Simplify your Fototasche

Alle Jahre wieder im Januar ist es soweit und mein Blick schweift über die Kameras und Objektive, die Staub gefangen haben, die Stirn dabei sorgenvoll gerunzelt, denn nichts verliert so schnell an Wert wie elektronische Geräte von Vorgestern. Den Staublappen her und abgewedelt, was ein paar Tage später bei Ebay angepriesen und verscherbelt wird.

Morituri te salutant

Zum Abschuss in der virtuellen Auktion wird freigegeben, was in den letzten Monaten nur wenige Male zum Einsatz kam. In meinem Fall tragischerweise ein ganzes System, nämlich die Sony A6000 nebst einigen Festbrennweiten und Zoomobjektiv.

Was war passiert? Hoffnungsfroh gekauft wegen ihrer unglaublich schnellen Actionfähigkeiten, prädiktivem AF und Serienbildern à la Maschinengewehr, dann letztlich überflüssig geworden durch das obligatorische DSLR-Upgrade im letzten Jahr (Nikon D600 auf D750) mit verbessertem AF-System.

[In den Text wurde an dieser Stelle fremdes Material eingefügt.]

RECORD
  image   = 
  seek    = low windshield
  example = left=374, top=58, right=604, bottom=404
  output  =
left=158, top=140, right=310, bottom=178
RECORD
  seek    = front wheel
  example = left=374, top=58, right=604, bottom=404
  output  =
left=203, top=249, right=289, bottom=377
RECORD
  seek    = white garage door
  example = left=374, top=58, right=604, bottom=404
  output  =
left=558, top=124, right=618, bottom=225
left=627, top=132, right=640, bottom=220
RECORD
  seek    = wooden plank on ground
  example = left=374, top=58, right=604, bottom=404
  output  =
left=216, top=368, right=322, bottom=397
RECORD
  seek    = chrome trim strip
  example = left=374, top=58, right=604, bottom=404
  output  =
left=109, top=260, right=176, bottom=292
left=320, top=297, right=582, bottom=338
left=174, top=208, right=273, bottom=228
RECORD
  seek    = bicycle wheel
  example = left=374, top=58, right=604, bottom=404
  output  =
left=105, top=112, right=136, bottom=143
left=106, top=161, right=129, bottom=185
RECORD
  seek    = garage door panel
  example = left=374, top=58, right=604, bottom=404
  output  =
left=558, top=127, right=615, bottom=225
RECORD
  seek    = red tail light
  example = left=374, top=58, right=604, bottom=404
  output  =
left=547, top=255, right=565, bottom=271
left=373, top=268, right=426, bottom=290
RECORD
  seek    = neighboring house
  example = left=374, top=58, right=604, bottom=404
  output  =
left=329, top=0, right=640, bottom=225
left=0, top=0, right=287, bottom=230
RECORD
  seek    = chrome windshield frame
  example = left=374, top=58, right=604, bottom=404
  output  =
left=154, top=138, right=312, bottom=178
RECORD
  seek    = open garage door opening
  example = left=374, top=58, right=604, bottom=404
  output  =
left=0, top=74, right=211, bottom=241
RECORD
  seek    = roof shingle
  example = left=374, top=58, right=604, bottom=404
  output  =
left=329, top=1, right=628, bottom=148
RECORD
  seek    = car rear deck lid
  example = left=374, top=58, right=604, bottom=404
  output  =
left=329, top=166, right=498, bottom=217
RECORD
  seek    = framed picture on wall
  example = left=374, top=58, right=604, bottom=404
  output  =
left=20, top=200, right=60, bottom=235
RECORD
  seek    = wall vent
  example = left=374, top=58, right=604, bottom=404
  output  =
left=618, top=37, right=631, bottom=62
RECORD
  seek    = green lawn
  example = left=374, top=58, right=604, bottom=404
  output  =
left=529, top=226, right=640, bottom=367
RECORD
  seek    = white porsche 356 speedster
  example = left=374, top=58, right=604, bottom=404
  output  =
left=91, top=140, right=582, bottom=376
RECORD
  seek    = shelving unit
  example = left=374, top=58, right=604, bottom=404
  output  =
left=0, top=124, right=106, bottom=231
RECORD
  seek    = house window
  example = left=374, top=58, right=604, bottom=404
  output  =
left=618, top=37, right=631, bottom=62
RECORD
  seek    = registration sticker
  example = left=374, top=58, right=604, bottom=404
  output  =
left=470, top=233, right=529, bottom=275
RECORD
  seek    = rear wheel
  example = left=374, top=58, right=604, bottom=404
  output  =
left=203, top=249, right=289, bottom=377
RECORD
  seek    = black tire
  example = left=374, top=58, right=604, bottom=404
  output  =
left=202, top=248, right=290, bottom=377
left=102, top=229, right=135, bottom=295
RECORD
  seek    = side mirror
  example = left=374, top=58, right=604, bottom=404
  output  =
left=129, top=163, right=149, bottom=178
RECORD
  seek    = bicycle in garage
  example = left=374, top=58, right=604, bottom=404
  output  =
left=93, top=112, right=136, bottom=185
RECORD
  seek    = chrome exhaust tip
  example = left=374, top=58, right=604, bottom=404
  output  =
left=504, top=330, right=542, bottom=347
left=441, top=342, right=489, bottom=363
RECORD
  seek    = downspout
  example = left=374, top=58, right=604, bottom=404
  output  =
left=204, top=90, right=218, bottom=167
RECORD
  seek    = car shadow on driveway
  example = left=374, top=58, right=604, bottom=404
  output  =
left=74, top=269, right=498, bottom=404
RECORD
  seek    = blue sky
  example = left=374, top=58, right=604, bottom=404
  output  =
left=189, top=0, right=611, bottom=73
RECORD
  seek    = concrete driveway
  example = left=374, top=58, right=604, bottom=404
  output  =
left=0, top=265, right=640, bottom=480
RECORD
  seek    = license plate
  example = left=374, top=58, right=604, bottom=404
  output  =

DSLR vs. DSLM (Spiegel vs. Mirrorless)

Und hier war es auch schon wieder, das Dilemma der fotografischen Neuzeit: großer schwarzer Brocken mit Schwungspiegel und Fensterguckloch oder kleines elektronisches Bildcomputerchen mit digitalem Wysiwyg-Sucher (What you see is what you get). Der Leser ahnt es vielleicht schon, der Trend geht bei mir eher wieder zurück zur DSLR, der digitalen Spiegelreflex.

„Akkusauger“

Die Sony-DSLM (Wechselobejektivkamera ohne Spiegel) ist ein kleines Elektronikwunder und alles an ihr braucht Strom, d.h., eigentlich muss man sie fast immer vor einem Spontanshoot mit einer frischen wiederaufladbaren Batterie bestücken. Nicht, dass der Eindruck entstehe, dass ich keine Spiegellose mehr besäße, tue ich schon, denn der Vorteil dieser Kameraart ist ihre Kompaktheit. Eine DSLR ist groß und wuchtig, wer stundenlang mit sowas auf Veranstaltungen fotografiert, hat Muckis oder am nächsten Tage Muskelkater.

Kleinbild sticht APS-C

Also bei mir musste das letzte Gehäuse mit kleinerem Sensor gehen, unter 35er Format läuft nichts mehr, die Sony A7 – ihres Zeichens mit Vollformatsensor – darf als Zweitkamera bleiben, weil sie in der Fototasche nicht arg aufträgt. Sie kommt aber nicht oft zum Zuge. Warum?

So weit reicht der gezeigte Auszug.